Name	Type	Default	Kind
`bases`	ABC	-

Parameter Details

config: Optional dictionary containing configuration parameters. Supports 'required_fields' (dict mapping field paths to importance levels: 'critical' or other), 'date_format' (string, default '%Y-%m-%d'), and 'numeric_threshold' (float, default 0.01 for amount comparison tolerance). If not provided or empty, uses sensible defaults.

Return Value

Instantiation returns a BaseValidator instance (or subclass instance). The main validate() method returns a ValidationResult object containing validation issues, warnings, and an is_valid boolean status.

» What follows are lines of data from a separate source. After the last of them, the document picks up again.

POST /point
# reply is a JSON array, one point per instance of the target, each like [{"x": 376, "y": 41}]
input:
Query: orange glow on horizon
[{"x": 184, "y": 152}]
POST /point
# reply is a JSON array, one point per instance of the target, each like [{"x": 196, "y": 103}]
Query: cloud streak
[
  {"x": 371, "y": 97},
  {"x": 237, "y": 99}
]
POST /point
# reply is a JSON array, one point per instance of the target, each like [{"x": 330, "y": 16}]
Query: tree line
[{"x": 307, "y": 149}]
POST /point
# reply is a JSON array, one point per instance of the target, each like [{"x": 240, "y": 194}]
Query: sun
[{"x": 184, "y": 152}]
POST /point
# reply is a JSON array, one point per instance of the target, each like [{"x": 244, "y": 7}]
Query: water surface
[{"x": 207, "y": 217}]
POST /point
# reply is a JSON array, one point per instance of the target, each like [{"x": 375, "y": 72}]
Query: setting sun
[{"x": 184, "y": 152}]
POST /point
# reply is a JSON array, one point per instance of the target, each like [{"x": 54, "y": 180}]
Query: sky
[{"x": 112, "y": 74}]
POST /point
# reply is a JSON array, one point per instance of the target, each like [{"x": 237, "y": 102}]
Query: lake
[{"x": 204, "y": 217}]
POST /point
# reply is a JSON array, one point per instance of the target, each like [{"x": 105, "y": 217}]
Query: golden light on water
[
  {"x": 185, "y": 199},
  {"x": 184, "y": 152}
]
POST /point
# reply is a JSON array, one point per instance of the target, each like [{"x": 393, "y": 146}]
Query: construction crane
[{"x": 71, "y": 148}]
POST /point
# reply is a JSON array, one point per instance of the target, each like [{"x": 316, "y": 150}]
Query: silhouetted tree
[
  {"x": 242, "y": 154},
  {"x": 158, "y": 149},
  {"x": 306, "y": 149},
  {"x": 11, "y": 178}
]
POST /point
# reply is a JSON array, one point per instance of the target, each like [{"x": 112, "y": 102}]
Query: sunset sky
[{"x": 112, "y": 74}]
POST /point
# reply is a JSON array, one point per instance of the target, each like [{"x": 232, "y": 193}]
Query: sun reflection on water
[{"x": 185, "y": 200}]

Helper methods return None (they modify the ValidationResult in-place) or specific values (_get_nested_field returns Any or None).

Class Interface

Methods

`init(self, config=None)`

Purpose: Initialize the validator with configuration parameters and set up default field definitions

Parameters:

config: Optional dictionary with 'required_fields', 'date_format', and 'numeric_threshold' keys

Returns: None (constructor)

`validate(self, extraction_result: Dict[str, Any]) -> ValidationResult`

Purpose: Main validation method that orchestrates all validation checks and returns comprehensive results

Parameters:

extraction_result: Dictionary containing extracted invoice fields with nested structure (e.g., {'invoice': {...}, 'vendor': {...}, 'amounts': {...}})

Returns: ValidationResult object with issues list, warnings list, and is_valid boolean status

`_entity_specific_validation(self, extraction_result: Dict[str, Any], result: ValidationResult) -> None`

Purpose: Abstract method that subclasses must implement to perform entity-specific validation rules

Parameters:

extraction_result: Dictionary of extracted invoice fields
result: ValidationResult object to add issues to (modified in-place)